On that day, the dollar was trading, for the first time since 1995, at LL1,600 to the dollar at money exchange offices. This was a clear indication that all attempts by the central bank to attract foreign currency over the past few years, at the cost of a sharp economic contraction, had ended in failure.
The system was seized up, and banks, which had drastically tightened credit conditions, had been applying unofficial exchange controls since July 2019.
While the central bank governor, Riad Salameh, reiterated that there was no “problem with dollar liquidity in the banks,” banks denied transactions in dollars, needed for imports.
This statement had nothing to do with the reality on the ground. Instead, it only served to shake confidence in the financial system, from which capital was already fleeing, all while authorities stood idly by.
No international aid without reforms
The government evoked plots “against the stability of Lebanon,” but was unable to take any action to reassure the country’s owners of capital and Lebanese expatriates, who traditionally inject foreign currency into the country.
It also failed to avoid the impending collapse, which all credit rating agencies and international organizations clearly warned against.
Even the prospect of an $11 billion windfall promised at the CEDRE aid conference, organized by France on the eve of the 2018 legislative elections, failed to break the political deadlock.
But unlike previous international aid conferences, donors this time demanded reforms — something all the sectarian political components that later formed Hariri’s government would essentially agree to.

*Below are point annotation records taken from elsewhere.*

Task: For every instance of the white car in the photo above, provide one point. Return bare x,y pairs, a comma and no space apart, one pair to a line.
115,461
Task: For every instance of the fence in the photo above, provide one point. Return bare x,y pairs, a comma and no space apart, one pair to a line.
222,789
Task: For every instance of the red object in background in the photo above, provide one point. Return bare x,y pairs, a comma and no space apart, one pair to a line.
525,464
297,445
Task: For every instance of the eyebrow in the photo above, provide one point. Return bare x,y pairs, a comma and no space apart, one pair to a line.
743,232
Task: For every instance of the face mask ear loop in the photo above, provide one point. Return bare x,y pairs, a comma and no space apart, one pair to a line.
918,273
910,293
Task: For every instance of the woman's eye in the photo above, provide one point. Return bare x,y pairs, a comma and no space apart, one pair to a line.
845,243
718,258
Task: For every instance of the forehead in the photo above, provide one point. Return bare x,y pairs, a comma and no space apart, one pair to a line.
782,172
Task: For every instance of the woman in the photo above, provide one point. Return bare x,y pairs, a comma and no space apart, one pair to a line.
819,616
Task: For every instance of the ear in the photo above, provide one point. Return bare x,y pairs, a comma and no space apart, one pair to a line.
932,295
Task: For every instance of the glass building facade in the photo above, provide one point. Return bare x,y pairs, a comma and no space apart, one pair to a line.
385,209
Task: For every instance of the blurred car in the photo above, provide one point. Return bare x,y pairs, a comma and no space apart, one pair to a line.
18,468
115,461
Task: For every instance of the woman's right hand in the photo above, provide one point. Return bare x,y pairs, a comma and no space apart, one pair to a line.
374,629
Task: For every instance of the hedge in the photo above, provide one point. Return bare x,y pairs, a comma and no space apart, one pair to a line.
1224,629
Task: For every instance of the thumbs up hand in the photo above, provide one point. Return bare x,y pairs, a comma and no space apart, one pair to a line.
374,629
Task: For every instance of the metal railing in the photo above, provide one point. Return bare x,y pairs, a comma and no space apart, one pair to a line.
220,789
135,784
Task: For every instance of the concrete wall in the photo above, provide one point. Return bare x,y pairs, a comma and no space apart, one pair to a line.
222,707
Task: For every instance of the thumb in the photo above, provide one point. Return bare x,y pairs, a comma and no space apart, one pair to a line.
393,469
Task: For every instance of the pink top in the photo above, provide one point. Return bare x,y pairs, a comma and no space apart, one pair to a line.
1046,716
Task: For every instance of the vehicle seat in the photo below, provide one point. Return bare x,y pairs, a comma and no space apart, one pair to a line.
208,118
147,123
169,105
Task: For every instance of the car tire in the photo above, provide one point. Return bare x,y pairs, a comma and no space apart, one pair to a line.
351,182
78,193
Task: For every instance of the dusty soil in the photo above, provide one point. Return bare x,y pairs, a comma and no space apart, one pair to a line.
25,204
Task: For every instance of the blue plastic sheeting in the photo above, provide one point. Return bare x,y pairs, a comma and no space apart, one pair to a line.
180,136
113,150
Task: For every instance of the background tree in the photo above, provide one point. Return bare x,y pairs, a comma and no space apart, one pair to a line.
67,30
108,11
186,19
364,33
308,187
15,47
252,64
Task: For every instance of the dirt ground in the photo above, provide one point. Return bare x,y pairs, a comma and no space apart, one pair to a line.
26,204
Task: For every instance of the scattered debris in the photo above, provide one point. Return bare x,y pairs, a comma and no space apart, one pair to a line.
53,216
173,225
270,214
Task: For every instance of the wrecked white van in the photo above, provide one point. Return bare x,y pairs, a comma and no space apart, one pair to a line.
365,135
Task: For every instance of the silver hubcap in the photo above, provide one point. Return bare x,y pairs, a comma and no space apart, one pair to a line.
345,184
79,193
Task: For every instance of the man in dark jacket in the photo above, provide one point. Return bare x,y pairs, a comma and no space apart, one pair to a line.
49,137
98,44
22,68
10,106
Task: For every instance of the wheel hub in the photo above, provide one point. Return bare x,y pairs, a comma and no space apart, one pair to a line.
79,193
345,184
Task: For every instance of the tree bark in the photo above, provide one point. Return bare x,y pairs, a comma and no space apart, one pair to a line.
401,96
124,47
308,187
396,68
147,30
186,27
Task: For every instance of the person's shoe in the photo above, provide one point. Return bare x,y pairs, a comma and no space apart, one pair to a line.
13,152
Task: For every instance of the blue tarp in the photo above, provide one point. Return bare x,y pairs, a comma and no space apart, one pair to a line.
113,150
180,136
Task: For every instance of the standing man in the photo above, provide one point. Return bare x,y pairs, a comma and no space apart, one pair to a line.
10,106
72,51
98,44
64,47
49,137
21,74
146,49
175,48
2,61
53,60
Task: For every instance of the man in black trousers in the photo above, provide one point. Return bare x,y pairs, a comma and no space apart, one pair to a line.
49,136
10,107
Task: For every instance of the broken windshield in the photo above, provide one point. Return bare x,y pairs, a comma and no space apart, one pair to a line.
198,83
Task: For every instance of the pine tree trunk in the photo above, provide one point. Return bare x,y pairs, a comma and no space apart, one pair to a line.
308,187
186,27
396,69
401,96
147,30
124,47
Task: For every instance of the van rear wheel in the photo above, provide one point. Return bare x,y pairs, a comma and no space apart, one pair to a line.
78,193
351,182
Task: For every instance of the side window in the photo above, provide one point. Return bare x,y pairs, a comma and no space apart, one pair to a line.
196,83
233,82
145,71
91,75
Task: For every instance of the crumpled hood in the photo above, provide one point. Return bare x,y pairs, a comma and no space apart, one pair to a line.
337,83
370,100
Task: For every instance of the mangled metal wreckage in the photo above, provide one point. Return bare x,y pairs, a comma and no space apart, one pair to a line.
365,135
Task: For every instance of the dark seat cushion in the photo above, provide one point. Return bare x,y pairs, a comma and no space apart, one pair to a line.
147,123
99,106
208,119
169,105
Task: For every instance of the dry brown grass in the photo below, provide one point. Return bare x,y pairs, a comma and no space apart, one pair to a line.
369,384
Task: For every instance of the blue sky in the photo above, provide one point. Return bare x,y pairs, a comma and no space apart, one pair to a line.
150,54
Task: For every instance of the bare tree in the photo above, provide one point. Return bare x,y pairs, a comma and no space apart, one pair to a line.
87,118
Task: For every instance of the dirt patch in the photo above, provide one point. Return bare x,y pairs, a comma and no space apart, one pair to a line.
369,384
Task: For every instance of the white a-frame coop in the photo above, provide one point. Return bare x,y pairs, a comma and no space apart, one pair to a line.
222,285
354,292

But the political ruling elites, hostage to their foreign allegiances and guided by political and financial interests, could fulfill neither the economic conditions nor the political requirements necessary to unblock international aid.
The Oct. 17 uprising was nothing but an outcome, and a clear indication of the political regime’s inability to carry out reforms that fundamentally threaten its survival, let alone manage the collapse that followed.
Opting for political inertia
The past year was yet another tragic example of the same. In a single year, Lebanese have lost at least 40 percent of their purchasing power and 80 percent of the value of their savings, and thousands of jobs have been destroyed. All the while, authorities remained idle.
Diab’s government of “technocrats” appointed by sectarian leaders was paralyzed by Parliament even regarding the slightest of attempts at reform — despite both bodies being made up of the same political forces.
Political inertia became the natural approach to crisis management, allowing the regime to preserve its gains without having to bear responsibility for the collapse.
This is especially true since it was no longer just a question of undertaking unpopular reforms to mend public finances, or structural reforms to block clientelism and corruption. It was now also imperative to distribute the losses of the financial system, estimated at nearly $50 billion, i.e. at least double the current GDP of the country.
While the country was in dire need of a stabilization plan and international financial aid, the ruling political elites allowed BDL to play its traditional role: preserving their interests and those of the lobbies supporting them, with total disregard for the impact on the economy and the population.
After having worked on the rescue plan that was announced in April 2020 and never implemented, Alain Bifani could not help but point out the failure of Diab's government when he resigned his post as the top civil servant at the Ministry of Finance.
“The absence of leadership cleared the way for a policy that is completely opposite to the one foreseen in the plan. It was based on a fair distribution of losses, whereby banks and large depositors would bear the bulk of the load and not the general population,” he said.
This policy of lirafication and “socializing” losses is still ongoing today, under a government charged with day-to-day affairs.
Despite the catastrophic situation, compounded by the Aug. 4 explosion at the Beirut port, the health crisis and the “maximum pressure campaign” exerted by French President Emmanuel Macron, the political ruling class has failed, after two months, in forming a “mission government” to deal with the reality on the ground. France has been pushing for this government, whose sole objective would be to stabilize the economy, until the regional situation becomes clearer.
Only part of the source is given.